A little door opened in my memory. “I remember now reading that Abigail Highsmith was Abigail Hatter when she met Henry at Harvard.”
“Right you are. Abigail was indeed a Hatter, and she was far from the first in her family to attend The World’s Greatest University. Her ancestors had been at Harvard and Radcliffe for generations. They were famous for their brilliance but . . .” He swung at another pebble and bounced it only a few feeble feet. He advanced upon it and swung again, this time driving it into the trees. “Bogie. Drat. Where was I? Oh, yes . . . They were brilliant but they were also mad as March hares. Not all of them, of course, but so many that they became known as the Mad Hatters. If you hired a Hatter, you couldn’t be sure whether you were getting a genius or a potential opium addict or duelist or babbling idiot. Hatters could be violent or the fanatic protectors of ticks and toads. Some of them were accused of having sexual relations with their dogs and horses, others attacked their dearest friends with sticks and swords and pistols; some of them went to jail, others went into mental hospitals and never came out.
“Of course, most of them weren’t strange in any way but were famous lecturers or produced wonderful publications. Sometimes a whole generation would pass without producing a single Mad Hatter. But then, just when you were beginning to relax, Professor Hatter would run naked across the college green waving a cavalry saber and chasing the dean, or would be found crouched under a rosebush babbling that the Martians had come to take him away.” John looked at me. “There are several Hatters, most of them apparently very sane, at work as we speak at respectable jobs at major universities and publishing houses and elsewhere. Abigail Highsmith is one of them.”
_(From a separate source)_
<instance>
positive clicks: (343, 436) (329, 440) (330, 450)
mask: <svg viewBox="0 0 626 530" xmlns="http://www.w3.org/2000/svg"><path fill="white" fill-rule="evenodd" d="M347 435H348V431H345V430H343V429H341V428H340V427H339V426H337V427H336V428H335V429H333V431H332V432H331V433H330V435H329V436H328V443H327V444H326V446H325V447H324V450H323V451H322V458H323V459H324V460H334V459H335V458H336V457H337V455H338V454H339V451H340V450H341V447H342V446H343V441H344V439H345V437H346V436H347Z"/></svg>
“Do you think the Hatters’ madness has something to do with the shootings?”
“I have no idea,” said John. “But I think it’s something you should consider. You’ve been spending most of your time trying to discover a logical suspect in the case, someone who had a strong reason to kill the Highsmiths. You’ve also given thought to the possibility that a fanatic of some kind might be responsible, a fanatic golfer, for instance. Well, even a fanatic usually has a reason for his behavior, no matter how bizarre that reason might seem to someone else; but if your killer is a madman, he doesn’t need a reason. All he needs is an impulse.” He glanced at me. “The lawyers call it temporary insanity and they can usually find a psychologist who’ll testify to it under oath.”
“Whoever is behind these shootings had a purpose,” I said, “and he remembered it long enough to shoot two people a few days apart. It wasn’t a momentary impulse.”
John shrugged. “Even madmen sometimes have their reasons.” He gestured ahead with his stick. “Beware the fresh horse manure, J.W., or you’ll be cleaning your sandals before you get back to solving this crime.”